A starring role is reserved for the colourful cast of characters who dug up and described all these dinosaurs, both fossil hunters and palaeontologists. This includes, of course, O.C. Marsh and E.D. Cope and their fierce rivalry known as the Bone Wars. Museum staff whose names I encountered while reviewing Assembling the Dinosaur and American Dinosaur Abroad. Fossil hunters such as workaholic John Bell Hatcher, the eccentric Austro-Hungarian Baron Franz Nopcsa, the flamboyant Roy Chapman Andrews who led a series of ambitious expeditions into the heartland of Mongolia in the 1920s, or Barnum Brown. But also researchers who have yet to be the subject of a biography and are therefore less well known to the general public, such as José Bonaparte, who through exceedingly hard work has single-handedly put Argentina on the palaeontological map. Their stories and adventures are worth the price of admission alone.
“A starring role is reserved for the colourful cast of characters, both fossil hunters and palaeontologists, […] Their stories and adventures are worth the price of admission alone.”
The book is liberally illustrated with black-and-white photos and drawings, both historical and contemporary. As with his previous book, this works for most illustrations, but some are either too dark or too drab (the reconstructions by Nobu Tamura would have been better off reproduced in colour). There are photos of amazing museum displays that I would love to see myself one day (the wall of not-yet-excavated dinosaur bones in Utah’s Dinosaur National Monument Quarry Visitors Center, or the wall of skulls showing the ceratopsian family tree at the Utah Museum of Natural History). Not to mention the photos of exceptionally preserved fossils (the nodosaur mummy retrieved from Alberta’s tar sands beggars belief!)

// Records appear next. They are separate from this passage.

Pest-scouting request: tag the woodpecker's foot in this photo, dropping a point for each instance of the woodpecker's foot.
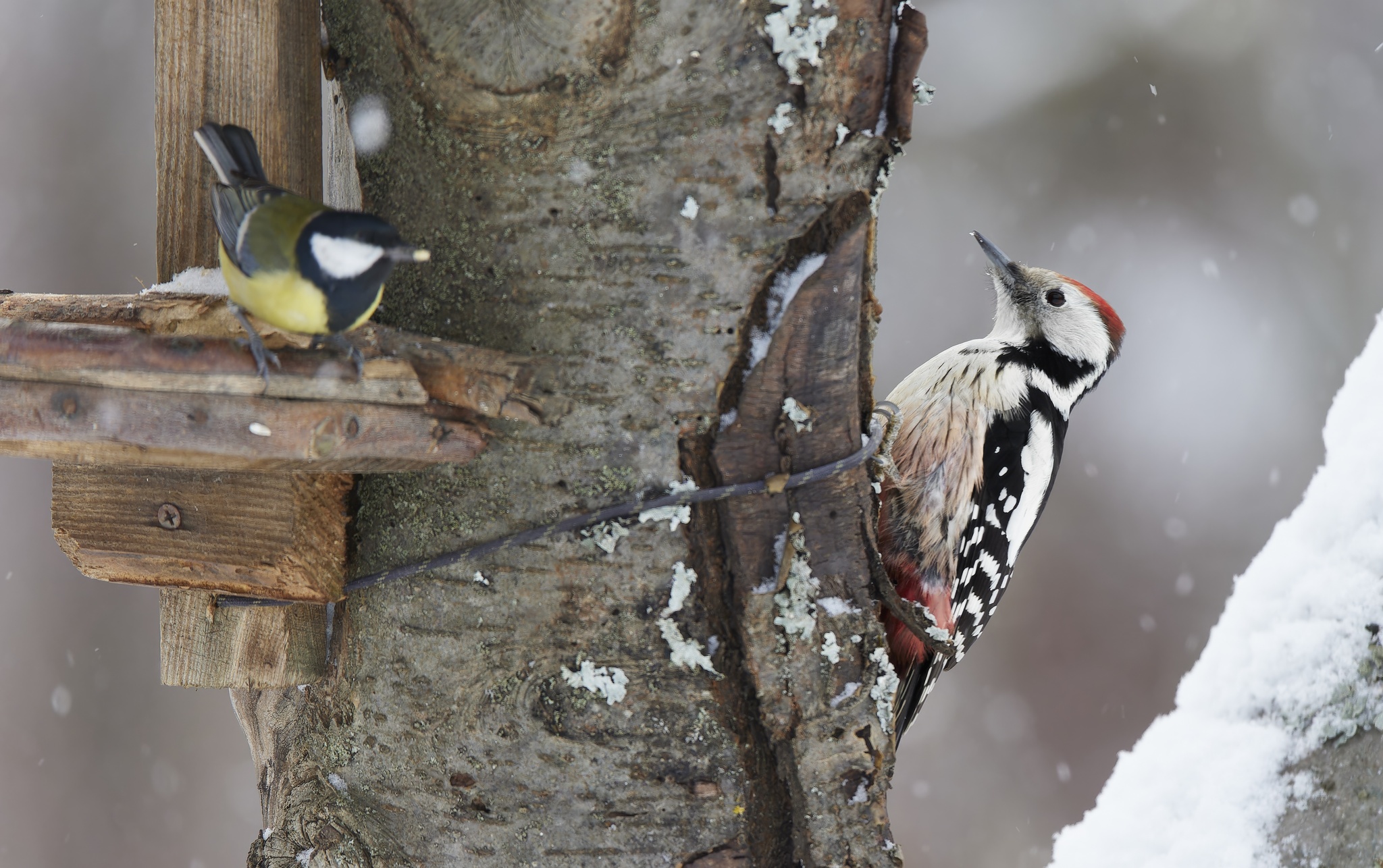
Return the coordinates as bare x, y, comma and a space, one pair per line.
350, 350
262, 354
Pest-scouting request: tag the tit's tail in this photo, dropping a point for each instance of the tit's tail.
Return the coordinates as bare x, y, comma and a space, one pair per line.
232, 153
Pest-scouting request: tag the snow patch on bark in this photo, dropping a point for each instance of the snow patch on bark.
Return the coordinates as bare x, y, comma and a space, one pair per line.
683, 651
793, 43
781, 121
830, 649
797, 601
781, 295
1290, 666
798, 414
606, 682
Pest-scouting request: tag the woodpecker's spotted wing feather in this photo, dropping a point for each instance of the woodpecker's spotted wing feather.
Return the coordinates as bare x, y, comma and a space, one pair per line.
1018, 462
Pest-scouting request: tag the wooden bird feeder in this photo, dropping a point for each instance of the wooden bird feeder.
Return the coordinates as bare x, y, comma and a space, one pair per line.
174, 464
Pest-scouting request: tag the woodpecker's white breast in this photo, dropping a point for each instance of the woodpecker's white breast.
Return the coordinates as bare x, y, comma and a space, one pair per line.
1039, 460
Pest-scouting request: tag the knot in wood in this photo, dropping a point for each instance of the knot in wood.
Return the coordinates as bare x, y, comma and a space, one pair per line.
170, 517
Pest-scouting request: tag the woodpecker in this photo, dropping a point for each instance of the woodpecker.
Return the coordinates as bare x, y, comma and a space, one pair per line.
974, 454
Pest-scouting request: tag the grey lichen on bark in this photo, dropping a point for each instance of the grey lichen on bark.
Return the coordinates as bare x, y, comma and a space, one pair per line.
548, 154
1340, 824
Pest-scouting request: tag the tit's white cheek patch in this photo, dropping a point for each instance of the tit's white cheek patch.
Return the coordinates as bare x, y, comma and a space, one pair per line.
343, 257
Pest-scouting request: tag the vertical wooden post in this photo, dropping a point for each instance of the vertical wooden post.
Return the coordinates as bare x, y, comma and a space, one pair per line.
256, 64
251, 63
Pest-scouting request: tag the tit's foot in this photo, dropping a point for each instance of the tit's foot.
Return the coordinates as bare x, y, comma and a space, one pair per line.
357, 358
262, 354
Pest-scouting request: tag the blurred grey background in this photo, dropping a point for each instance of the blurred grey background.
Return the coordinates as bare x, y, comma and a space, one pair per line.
1228, 217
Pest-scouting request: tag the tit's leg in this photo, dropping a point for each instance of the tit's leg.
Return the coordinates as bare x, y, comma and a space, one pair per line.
357, 358
262, 356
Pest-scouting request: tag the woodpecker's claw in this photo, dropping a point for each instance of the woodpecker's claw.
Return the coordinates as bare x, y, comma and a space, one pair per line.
262, 354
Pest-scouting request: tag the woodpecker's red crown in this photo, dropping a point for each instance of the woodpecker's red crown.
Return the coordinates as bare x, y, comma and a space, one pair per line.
1036, 303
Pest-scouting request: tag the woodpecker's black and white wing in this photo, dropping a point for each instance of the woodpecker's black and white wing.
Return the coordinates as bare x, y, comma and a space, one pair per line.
1021, 455
1022, 452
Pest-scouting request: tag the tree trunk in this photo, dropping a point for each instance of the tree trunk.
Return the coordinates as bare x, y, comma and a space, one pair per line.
1338, 825
600, 187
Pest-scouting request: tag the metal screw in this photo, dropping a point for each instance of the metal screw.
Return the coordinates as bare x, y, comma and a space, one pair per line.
170, 517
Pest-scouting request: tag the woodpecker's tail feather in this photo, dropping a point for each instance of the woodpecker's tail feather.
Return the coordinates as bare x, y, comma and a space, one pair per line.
914, 684
232, 153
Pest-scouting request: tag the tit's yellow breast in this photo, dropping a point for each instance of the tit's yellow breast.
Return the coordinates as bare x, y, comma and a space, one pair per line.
284, 299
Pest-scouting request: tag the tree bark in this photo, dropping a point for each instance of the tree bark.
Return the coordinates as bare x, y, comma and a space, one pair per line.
548, 154
1339, 824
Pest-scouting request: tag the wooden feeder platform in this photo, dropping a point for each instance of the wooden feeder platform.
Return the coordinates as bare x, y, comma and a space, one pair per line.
178, 466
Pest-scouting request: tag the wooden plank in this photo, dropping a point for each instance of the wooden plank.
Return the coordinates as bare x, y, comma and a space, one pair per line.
278, 535
251, 63
204, 646
125, 358
118, 426
255, 64
486, 382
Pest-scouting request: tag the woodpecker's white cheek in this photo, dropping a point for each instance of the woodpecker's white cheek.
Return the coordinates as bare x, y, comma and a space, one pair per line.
343, 257
1076, 331
1038, 459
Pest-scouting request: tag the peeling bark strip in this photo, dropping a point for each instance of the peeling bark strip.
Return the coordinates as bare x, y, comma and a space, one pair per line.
545, 151
830, 754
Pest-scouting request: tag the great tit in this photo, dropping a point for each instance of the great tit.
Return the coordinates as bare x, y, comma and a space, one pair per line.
296, 265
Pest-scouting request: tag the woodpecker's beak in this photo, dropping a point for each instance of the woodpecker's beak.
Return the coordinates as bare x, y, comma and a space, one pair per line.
1007, 269
409, 254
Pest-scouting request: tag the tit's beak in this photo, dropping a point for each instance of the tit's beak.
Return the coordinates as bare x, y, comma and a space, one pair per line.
409, 254
1007, 269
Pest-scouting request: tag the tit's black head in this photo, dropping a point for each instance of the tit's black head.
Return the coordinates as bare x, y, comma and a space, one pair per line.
349, 256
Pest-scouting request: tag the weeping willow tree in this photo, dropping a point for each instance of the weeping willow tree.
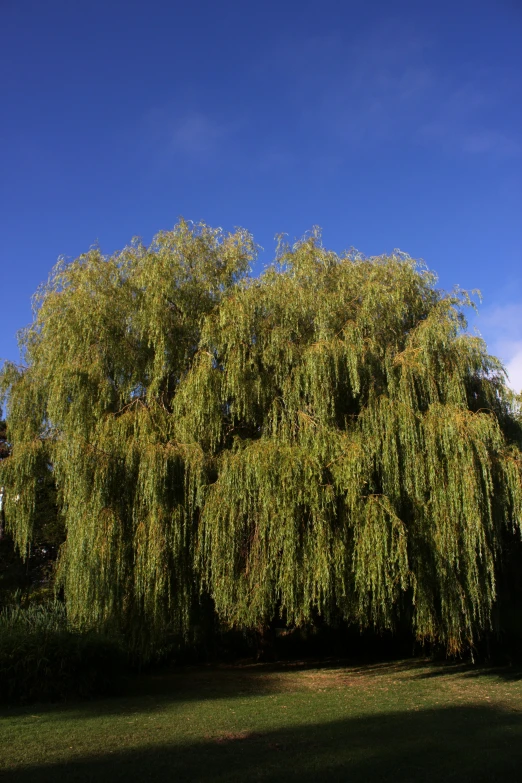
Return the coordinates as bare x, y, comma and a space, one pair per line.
325, 440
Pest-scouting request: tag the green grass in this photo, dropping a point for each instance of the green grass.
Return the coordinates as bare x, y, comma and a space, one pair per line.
407, 721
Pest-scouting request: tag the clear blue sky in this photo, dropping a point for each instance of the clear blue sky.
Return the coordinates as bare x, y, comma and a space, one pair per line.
389, 124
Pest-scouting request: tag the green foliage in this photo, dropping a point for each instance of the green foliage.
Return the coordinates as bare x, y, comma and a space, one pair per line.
323, 440
42, 658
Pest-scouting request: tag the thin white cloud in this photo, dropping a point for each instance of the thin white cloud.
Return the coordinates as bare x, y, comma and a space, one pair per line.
197, 135
514, 369
501, 327
392, 86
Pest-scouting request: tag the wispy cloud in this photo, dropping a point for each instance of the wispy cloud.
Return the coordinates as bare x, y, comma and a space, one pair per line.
501, 327
392, 86
196, 135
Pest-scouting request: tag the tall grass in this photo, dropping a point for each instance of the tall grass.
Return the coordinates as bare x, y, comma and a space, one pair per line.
42, 658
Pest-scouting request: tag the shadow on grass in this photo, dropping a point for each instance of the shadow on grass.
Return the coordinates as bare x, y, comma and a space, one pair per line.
449, 744
155, 691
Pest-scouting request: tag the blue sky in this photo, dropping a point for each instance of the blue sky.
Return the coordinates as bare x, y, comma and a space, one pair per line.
389, 124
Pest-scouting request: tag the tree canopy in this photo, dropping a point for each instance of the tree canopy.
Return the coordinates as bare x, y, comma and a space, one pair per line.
325, 439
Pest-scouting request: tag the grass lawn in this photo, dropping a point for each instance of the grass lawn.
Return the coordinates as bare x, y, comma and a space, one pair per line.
406, 721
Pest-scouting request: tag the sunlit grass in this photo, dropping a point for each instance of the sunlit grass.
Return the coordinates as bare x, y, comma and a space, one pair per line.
403, 721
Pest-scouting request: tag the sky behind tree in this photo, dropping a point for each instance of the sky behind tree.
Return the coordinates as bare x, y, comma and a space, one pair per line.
387, 124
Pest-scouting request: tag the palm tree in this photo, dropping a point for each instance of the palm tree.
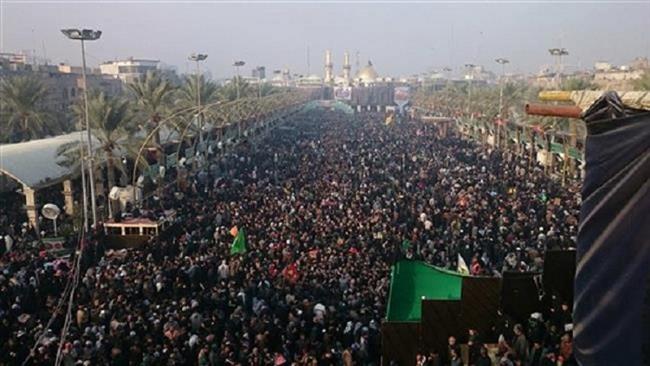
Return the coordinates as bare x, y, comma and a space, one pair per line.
578, 84
152, 94
110, 123
22, 110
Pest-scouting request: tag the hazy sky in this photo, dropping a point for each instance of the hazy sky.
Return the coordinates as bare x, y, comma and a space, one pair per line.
399, 38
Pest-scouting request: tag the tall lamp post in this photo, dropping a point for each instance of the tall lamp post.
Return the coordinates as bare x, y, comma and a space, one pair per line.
502, 62
198, 58
86, 35
237, 65
470, 67
558, 53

The Story of Dinosaurs in 25 Discoveries bubbles over with the same love for the field that characterised Brusatte’s The Rise and Fall of the Dinosaurs and Benton’s The Dinosaurs Rediscovered, making it a must-read for dinosaur enthusiasts. You might think that with three books Prothero’s approach is becoming formulaic (indeed, a fourth book, The Story of Evolution in 25 Discoveries, has already been announced for later this year), but when a formula is this well-executed, I, for one, am hungrily eyeing up the next book.